Veniamo ora al secondo album di questo corposo pacchetto, e che apre la parte completamente strumentale del trittico: “Realm of Tragedy” abbandona in toto gli elementi che hanno caratterizzato “Kingdom of Horrors” (enfasi sinfonica e coatteria death in primis) per farsi strada con la pacata e malinconica rilassatezza di un dark rock molto atmosferico e dalle soffuse nervature industrial. Largo quindi ad aperture melodiche delicate e sognanti, riverberate, drammatiche, in cui le chitarre donano quella consistenza leggermente graffiante che, di tanto in tanto, sferza le composizioni senza per questo far loro perdere il loro mood crepuscolare e disilluso. Cionondimeno, per tutta la durata di “Realm of Tragedy” si avverte anche una sottile aura di speranza cercare di contrastare, a volte con successo, altre volte no, il pessimismo cosmico inquieto e guardingo di cui sembra intriso tutto l’album. Davvero niente male.

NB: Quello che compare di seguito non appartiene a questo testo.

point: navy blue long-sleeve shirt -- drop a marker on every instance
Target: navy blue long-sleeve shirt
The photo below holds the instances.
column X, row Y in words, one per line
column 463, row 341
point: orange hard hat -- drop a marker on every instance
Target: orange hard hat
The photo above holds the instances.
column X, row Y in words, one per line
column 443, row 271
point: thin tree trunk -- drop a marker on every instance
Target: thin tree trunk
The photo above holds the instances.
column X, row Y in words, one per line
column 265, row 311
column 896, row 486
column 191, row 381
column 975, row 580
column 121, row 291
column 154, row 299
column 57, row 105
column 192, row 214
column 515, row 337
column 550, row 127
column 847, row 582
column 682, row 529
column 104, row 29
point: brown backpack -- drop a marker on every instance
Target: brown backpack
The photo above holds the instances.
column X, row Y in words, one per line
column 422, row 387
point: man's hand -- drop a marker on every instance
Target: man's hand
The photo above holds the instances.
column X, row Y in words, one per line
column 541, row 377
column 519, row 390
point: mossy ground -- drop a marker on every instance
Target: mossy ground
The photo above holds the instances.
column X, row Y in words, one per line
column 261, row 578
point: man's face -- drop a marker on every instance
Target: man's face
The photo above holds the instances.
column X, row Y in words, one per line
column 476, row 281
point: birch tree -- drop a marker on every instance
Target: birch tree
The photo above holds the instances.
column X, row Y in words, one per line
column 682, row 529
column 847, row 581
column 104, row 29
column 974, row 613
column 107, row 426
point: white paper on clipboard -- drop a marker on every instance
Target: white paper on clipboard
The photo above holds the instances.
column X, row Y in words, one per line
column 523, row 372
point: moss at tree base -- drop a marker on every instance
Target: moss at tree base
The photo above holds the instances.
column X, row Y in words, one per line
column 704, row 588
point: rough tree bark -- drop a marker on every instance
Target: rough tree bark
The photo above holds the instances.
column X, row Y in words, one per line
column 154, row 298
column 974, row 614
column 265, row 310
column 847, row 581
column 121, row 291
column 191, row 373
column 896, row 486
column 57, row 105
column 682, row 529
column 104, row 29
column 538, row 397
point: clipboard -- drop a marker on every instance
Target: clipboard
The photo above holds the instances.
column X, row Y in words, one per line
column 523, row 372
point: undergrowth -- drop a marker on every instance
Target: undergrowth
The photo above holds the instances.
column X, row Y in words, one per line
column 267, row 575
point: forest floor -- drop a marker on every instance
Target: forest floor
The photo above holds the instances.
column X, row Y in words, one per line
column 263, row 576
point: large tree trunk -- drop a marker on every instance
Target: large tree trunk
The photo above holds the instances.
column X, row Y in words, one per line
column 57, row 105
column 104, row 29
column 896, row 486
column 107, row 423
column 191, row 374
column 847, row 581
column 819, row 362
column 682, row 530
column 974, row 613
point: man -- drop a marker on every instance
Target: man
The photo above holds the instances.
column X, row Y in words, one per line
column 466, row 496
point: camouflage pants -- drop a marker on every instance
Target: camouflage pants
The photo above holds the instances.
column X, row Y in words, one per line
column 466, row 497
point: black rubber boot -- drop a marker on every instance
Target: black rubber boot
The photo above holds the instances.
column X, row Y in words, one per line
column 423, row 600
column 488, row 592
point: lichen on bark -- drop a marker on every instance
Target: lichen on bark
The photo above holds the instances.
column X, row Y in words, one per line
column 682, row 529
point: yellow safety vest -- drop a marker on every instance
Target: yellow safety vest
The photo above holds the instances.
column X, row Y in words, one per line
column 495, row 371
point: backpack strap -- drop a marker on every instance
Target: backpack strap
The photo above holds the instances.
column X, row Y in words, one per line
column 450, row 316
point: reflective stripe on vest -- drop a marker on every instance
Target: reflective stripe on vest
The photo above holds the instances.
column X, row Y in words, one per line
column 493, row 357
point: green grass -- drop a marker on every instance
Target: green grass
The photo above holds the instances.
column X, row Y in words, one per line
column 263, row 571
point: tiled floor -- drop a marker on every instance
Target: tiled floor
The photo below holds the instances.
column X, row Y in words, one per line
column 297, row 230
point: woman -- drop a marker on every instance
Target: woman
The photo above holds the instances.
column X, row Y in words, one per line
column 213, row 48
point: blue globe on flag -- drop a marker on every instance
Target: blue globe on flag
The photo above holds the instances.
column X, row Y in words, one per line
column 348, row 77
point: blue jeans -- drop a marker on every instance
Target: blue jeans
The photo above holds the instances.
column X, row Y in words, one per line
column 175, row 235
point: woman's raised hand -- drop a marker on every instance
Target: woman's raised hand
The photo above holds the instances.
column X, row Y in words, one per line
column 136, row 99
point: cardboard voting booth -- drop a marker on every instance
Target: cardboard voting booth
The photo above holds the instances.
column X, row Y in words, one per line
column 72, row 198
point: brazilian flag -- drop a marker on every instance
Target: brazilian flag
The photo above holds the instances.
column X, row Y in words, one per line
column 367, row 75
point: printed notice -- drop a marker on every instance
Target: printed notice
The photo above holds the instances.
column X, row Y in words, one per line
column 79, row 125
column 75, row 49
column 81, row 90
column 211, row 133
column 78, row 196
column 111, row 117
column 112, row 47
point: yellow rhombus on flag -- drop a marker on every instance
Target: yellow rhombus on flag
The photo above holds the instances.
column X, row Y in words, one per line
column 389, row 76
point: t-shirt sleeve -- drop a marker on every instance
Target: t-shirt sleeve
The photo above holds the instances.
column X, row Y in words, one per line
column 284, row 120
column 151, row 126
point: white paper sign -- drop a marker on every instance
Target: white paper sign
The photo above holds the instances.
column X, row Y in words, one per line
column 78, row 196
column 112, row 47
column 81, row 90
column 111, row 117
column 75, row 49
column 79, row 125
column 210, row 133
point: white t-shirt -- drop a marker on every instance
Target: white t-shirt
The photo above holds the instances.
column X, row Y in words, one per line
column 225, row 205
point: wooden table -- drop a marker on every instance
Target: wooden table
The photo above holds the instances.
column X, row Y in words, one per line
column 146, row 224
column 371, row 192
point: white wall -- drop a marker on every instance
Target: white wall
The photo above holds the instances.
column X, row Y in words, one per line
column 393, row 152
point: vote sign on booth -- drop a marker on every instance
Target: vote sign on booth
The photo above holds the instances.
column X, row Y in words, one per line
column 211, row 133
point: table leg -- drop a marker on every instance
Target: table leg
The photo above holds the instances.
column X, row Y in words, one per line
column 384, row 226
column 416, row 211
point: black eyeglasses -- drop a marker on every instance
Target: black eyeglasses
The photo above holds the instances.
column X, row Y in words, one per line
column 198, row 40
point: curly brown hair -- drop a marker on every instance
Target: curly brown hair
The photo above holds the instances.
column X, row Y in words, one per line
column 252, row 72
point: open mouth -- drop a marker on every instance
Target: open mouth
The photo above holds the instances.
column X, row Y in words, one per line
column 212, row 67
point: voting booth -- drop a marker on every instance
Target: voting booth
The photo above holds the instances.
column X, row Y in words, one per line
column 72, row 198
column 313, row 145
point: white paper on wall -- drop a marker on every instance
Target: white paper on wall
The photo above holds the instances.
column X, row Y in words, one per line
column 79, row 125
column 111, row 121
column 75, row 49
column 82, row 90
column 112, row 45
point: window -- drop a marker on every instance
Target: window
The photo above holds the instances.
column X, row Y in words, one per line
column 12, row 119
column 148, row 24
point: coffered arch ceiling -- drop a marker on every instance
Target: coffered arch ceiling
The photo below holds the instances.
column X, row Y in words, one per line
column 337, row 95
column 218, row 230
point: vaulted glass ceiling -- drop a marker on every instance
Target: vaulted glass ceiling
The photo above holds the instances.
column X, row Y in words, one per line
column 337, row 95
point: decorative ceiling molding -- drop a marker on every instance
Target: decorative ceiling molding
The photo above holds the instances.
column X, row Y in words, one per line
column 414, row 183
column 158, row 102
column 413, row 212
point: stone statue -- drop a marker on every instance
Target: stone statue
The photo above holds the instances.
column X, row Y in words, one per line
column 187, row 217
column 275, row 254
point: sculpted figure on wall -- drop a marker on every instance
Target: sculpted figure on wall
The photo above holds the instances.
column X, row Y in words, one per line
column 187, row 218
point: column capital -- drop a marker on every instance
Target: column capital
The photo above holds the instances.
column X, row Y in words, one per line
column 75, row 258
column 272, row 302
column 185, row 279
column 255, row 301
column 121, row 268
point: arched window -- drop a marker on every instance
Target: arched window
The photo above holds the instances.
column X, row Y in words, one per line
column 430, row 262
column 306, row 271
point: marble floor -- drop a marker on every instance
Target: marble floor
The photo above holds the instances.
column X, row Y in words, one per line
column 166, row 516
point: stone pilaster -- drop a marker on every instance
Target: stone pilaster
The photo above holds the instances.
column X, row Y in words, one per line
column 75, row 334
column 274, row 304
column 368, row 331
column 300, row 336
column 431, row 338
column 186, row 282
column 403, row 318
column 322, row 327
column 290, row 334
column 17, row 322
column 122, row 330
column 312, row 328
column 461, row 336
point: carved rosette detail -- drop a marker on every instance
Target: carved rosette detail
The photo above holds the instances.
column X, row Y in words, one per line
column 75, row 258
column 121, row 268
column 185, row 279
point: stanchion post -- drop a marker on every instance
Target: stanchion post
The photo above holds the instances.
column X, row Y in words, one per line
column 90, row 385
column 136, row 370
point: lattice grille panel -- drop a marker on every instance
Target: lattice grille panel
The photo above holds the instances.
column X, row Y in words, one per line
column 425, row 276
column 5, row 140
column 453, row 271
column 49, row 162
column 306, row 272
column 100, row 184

A Symphony of Horrors”, invece, è una vera e propria colonna sonora, che abbandona anche la parte elettrica sfruttata nel secondo capitolo per dedicarsi solo al comparto sinfonico; le atmosfere tornano a farsi smaccatamente oscure, sinistre e minacciose, ma in aggiunta si nota, nonostante non manchino momenti maestosi, solenni ed epicheggianti, una notevole attenzione al mantenimento di una tensione costante nell’ascoltatore, così da rendere – o almeno credo – l’esperienza di gioco nei meandri di Irkala Kar decisamente immersiva. Niente da dire, quindi: anche in questo caso i nostri colpiscono il bersaglio, confezionando un lavoro intrigante e molto ben bilanciato.

Tirando le somme, questo trittico di lavori conferma una volta di più le capacità e soprattutto le ambizioni dei Dimlight, permettendo loro di spaziare a piacere nel medium musicale per diffondere il loro messaggio senza risultare comunque indigesti. Certo, una certa ridondanza ogni tanto si avverte, ma al netto di un lavoro così corpacciuto e denso qualche passaggio a vuoto mi sembra veramente poca cosa. Promossi.